What It’s Like To Have a Mental Illness?

Mental health is a matter of everyone, not just of people who struggle with it.

From my point of view, having some mental health issues, means that you’re often treated differently than you’d otherwise be.

Your words matter less, people don’t listen to you or don’t take you as seriously. Not everybody, but especially people who lack the knowledge about the mental health in general.
It happens too often among the doctors and medical staff too. You really don’t have to be a psychiatrist, to know the basics.

Thankfully, I have some great personal experience by speaking out loud about my mental health issues too. And being accepted very well despite everything.
A part of the thanks go to you too, dear readers.

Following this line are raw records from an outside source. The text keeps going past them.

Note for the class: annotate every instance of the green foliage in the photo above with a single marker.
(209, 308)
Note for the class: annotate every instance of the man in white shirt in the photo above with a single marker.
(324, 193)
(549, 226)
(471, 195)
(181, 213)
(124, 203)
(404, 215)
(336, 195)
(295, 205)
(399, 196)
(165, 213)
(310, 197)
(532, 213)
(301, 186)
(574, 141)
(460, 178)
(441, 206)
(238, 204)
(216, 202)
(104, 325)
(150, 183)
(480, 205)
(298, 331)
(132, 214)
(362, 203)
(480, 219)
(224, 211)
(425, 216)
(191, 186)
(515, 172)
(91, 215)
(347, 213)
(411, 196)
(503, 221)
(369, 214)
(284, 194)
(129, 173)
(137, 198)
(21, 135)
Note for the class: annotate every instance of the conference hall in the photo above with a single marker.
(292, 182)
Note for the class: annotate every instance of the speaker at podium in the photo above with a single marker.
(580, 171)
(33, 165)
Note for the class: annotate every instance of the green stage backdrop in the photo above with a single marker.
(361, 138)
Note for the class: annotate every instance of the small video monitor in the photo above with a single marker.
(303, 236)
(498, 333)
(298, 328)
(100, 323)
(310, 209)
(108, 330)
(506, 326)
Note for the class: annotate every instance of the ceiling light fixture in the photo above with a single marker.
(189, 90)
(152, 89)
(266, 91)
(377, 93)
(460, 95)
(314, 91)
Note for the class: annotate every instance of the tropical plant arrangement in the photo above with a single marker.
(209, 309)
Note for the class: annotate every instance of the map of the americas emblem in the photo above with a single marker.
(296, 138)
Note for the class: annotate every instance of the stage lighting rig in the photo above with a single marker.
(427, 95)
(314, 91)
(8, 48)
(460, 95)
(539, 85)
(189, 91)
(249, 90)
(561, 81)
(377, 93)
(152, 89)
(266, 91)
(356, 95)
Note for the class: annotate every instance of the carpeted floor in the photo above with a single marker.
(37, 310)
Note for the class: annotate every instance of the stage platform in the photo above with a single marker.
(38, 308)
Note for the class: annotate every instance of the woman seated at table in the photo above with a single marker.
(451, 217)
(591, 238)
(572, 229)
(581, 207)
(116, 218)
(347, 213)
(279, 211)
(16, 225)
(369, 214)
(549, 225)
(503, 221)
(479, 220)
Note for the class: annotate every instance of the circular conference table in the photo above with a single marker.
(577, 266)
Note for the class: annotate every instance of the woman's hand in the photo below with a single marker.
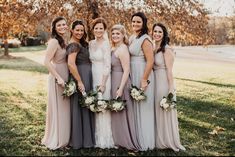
(119, 93)
(101, 88)
(144, 84)
(81, 86)
(60, 82)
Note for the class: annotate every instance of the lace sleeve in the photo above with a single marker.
(107, 58)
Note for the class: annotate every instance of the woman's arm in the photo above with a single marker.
(50, 53)
(148, 53)
(73, 70)
(123, 55)
(169, 61)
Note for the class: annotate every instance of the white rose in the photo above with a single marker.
(92, 107)
(100, 95)
(141, 97)
(117, 105)
(165, 106)
(163, 101)
(89, 100)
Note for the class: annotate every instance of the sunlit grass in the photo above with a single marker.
(206, 99)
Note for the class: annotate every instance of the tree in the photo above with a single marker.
(187, 20)
(16, 16)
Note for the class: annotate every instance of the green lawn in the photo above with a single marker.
(25, 49)
(206, 99)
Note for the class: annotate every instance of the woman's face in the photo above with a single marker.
(78, 32)
(117, 36)
(99, 30)
(137, 23)
(61, 27)
(157, 34)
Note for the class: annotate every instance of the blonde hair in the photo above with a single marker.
(122, 29)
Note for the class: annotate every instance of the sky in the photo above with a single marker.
(220, 7)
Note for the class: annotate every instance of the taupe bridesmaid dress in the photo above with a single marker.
(123, 126)
(143, 110)
(167, 131)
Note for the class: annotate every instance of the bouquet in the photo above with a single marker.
(70, 88)
(89, 98)
(117, 104)
(137, 93)
(94, 101)
(168, 102)
(101, 104)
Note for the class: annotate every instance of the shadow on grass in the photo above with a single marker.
(22, 63)
(209, 83)
(202, 117)
(194, 136)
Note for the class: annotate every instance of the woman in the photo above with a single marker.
(101, 64)
(57, 130)
(123, 128)
(167, 131)
(141, 51)
(83, 122)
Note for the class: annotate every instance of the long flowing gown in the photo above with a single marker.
(123, 126)
(101, 65)
(143, 110)
(167, 131)
(82, 119)
(57, 131)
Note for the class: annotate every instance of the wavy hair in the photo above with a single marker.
(54, 33)
(83, 41)
(144, 29)
(122, 29)
(165, 39)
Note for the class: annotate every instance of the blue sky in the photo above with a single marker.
(220, 7)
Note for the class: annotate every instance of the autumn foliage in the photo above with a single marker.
(187, 20)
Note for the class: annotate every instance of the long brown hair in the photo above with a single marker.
(54, 33)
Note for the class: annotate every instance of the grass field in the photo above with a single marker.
(206, 101)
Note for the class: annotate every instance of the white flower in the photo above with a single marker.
(141, 97)
(117, 105)
(99, 95)
(89, 100)
(165, 105)
(163, 101)
(92, 108)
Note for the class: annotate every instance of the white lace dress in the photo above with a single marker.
(100, 57)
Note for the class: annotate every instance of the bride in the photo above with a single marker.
(100, 56)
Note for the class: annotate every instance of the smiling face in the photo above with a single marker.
(117, 37)
(61, 27)
(158, 34)
(99, 30)
(78, 32)
(137, 24)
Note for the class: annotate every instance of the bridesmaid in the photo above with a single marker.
(83, 122)
(141, 50)
(57, 131)
(167, 131)
(123, 128)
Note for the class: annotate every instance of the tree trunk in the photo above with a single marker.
(94, 10)
(6, 51)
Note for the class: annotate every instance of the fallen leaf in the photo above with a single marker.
(214, 132)
(218, 128)
(132, 153)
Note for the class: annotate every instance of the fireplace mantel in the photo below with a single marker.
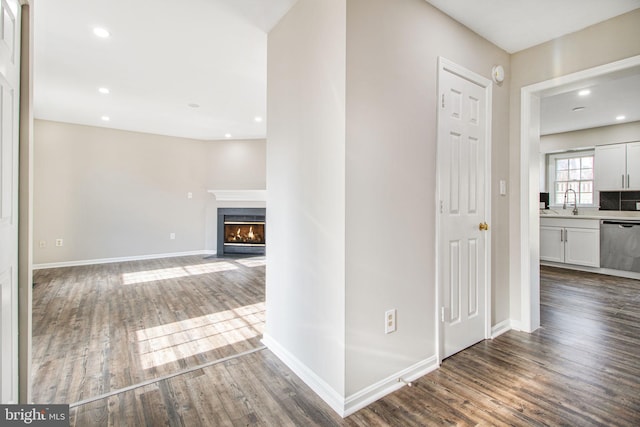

I know very well when it’s a good time to keep things for myself, yet I do like to push the boundaries a bit. Because if you want to see any change, you really need to be one sometimes. Sometimes is better to stay in the shadows though. And easier. But sometimes the shadows become a burden too.

Short, but powerful video.

We’re used to seeing sad, anxious or hysterical people when we read about mental health. But this person with mental health issues might look just like you, your friendly neighbor or anyone else who appears “normal” on the outside, when you met on the street.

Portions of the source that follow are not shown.